Le grand retour pascal de la fraternité Young Thug/Gucci Mane (tlchrgmnt)

22 Avril 2014 / par
Une rumeur persistante veut que le chaos du cocothon lavallois aurait été créé par des parents trop BS pour acheter leur propre chocolat dégueulasse à la paraffine. Ce qu’on ne saisit pas trop bien avec les plans de caméra de TVA, c’est qu’au bout du grand champ, des représentants de Bricksquad offraient des copies autographiées de Young Thugga Mane La Flare, le grand retour de la fraternité Bricksquad offert en ce dimanche saint (et accessoirement le 4/20).

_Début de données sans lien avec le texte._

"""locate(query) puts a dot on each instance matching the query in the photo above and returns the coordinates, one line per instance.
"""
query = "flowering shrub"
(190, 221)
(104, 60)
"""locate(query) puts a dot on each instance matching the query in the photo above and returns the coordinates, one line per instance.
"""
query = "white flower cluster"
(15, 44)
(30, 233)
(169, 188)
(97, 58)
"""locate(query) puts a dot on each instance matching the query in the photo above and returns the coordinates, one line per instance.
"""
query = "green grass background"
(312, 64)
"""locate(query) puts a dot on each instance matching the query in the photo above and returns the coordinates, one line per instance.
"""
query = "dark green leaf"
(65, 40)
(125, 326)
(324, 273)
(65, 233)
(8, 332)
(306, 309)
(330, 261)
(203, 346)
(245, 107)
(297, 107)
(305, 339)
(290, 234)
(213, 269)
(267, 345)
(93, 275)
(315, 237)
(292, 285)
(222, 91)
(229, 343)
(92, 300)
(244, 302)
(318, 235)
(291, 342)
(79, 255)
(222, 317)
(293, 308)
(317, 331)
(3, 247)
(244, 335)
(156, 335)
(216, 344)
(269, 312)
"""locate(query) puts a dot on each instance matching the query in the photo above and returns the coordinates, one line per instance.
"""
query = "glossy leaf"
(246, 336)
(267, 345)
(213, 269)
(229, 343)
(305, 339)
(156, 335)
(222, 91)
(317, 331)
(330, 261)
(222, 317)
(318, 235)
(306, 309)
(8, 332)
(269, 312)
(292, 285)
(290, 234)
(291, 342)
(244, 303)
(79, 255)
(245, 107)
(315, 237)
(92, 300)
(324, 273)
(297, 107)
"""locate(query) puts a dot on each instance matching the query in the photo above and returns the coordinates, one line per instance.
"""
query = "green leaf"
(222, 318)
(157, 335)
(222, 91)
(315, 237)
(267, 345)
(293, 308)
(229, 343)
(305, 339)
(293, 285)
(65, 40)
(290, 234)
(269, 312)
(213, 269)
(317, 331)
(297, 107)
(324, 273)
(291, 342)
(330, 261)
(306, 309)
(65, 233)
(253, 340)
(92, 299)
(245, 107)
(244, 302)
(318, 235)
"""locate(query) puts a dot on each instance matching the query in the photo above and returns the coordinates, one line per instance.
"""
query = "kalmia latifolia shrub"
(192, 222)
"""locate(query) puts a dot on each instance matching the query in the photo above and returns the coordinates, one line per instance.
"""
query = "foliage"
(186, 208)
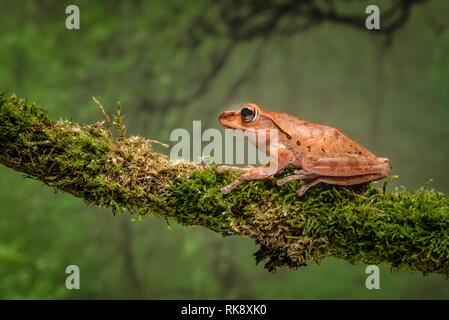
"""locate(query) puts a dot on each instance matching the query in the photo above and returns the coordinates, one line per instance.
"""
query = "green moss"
(406, 230)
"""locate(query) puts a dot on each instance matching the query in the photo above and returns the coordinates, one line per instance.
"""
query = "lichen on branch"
(402, 229)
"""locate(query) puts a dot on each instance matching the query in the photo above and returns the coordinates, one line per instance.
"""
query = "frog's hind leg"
(299, 175)
(341, 181)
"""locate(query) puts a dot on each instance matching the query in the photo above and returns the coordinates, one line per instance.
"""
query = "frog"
(319, 153)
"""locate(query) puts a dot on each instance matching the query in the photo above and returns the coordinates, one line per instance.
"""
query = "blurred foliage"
(393, 99)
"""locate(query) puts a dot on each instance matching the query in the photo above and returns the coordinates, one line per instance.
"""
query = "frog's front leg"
(284, 158)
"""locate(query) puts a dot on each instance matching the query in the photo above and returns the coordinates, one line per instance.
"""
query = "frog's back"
(320, 138)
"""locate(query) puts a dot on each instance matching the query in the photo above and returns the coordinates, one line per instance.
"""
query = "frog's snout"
(227, 119)
(225, 115)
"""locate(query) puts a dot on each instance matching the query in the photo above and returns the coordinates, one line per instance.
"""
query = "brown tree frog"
(321, 153)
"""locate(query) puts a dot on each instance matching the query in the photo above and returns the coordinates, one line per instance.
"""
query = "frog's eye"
(248, 113)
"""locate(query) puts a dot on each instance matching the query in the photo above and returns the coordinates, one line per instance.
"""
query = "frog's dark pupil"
(246, 112)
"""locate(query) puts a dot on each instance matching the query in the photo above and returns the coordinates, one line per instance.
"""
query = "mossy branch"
(406, 230)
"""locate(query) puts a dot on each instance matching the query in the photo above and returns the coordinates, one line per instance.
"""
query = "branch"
(405, 230)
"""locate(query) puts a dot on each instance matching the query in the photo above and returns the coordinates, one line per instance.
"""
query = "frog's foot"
(300, 175)
(221, 169)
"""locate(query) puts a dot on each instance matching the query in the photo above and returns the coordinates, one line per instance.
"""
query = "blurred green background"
(172, 62)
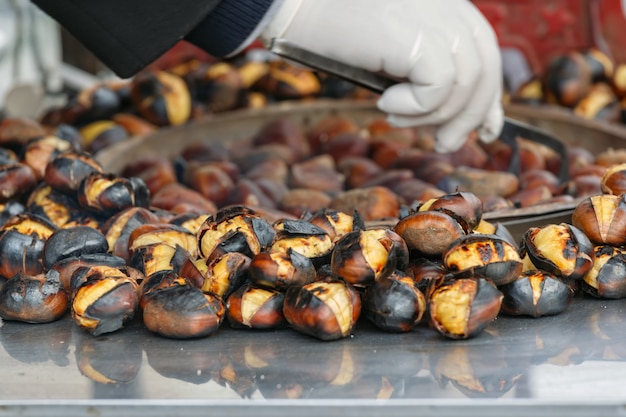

Tant mieux pour vous si vous êtes un fan de Bloody Jay, mais jamais il ne peut rivaliser avec Guwop pour faire briller Thugga. Conséquemment, Black Portland n’est pas resté longtemps en rotation sur mon iTunes, alors que 1017 affiche des statistiques encore fort convenables. Et ce nouveau projet s’aligne pour prendre la place de ce dernier. Dans l’esprit populaire, c’est déjà le cas: En  2 jours, Young Thugga Mane Le Flare a pulvérisé les statistiques que 1017 Thug avait accumulées jusqu’ici. Si quelqu’un doutait de l’ampleur que le nom de Young Thug a pris en valeur en un an, ils sont fixés.

Dès le «Bricks» d’ouverture, on retrouve la valeur de réalisation qui manquait cruellement à Black Portland. Le génie des rimes et des loops n’est rien sans un bon mastering… Une règle élémentaire du rap devant laquelle tous sont égaux. Thugga a aussi clairement bénéficié du mentorat de Mane: on le retrouve plus incisif, plus percussif, plus focusé (si telle chose se peut). De toutes façons, Mane est assez intelligent pour avoir compris que Thug doit avoir toute la visibilité possible: tous les morceaux sont faits pour le faire briller, et le vétéran de Bricksquand apparaît aux moments-clés pour faire bien paraître le jeune poulain.  («Don’t look at me» est l’exception qui confirme la règle).

Le morceau avec Takeoff de Migos est fameux, mais les deux morceaux-phares de  Young Thugga Mane La Flare sont «Siblings» (qui pourrait se camoufler parfaitement dans la playlist de 1017) et «OMG», une surprenante aventure dans des sonorités bay area-esque, que Thug annihile avec un flow sorti de Mars.

Compte tenu du fouillis contractuel dans lequel le jeune s’est mis, plusieurs doutaient de la possibilité même que cette mixtape voit le jour. Même après le fait, il n’est pas clair que ça se reproduira, si Atlantic ou Cash Money ont effectivement des droits sur le prodige et s’ils décident de les exercer. Pour l’instant, Thugga se la joue «gars indépendant en couple ouvert». Espérons que personne ne lui arrive avec test de paternité trop vite.

PS: C’est vraiment cool d’écouter le «drop» de DJ Holiday «It’s holiday season» pendant un vrai congé.

2 Commentaires

  1. Doe says:

    Je te suis pas trop sur le mastering et la comparaison avec Black Portland.
    Black Portland offre un plaisir très spontané et une énergie différente que ce ThuggaMane.

    ThuggaMane a été fabriquée sans Gucci Mane. http://noisey.vice.com/blog/how-gucci-mane-feeds-the-streets-from-jail
    Ca donne quelque chose de moins personnel dans ses phases comparé aux meilleurs titres de Gucci en 2013.

    Quand aux contrats avec l’industrie, on peut leur faire confiance…

    • lkb says:

      J’ai vraiment eu du mal à passer outre la piètre qualité sonore de certains morceaux de Black Portland. Je peux comprendre que ce soit l’esthétique voulue, disons simplement que ce n’est pas ma préférence.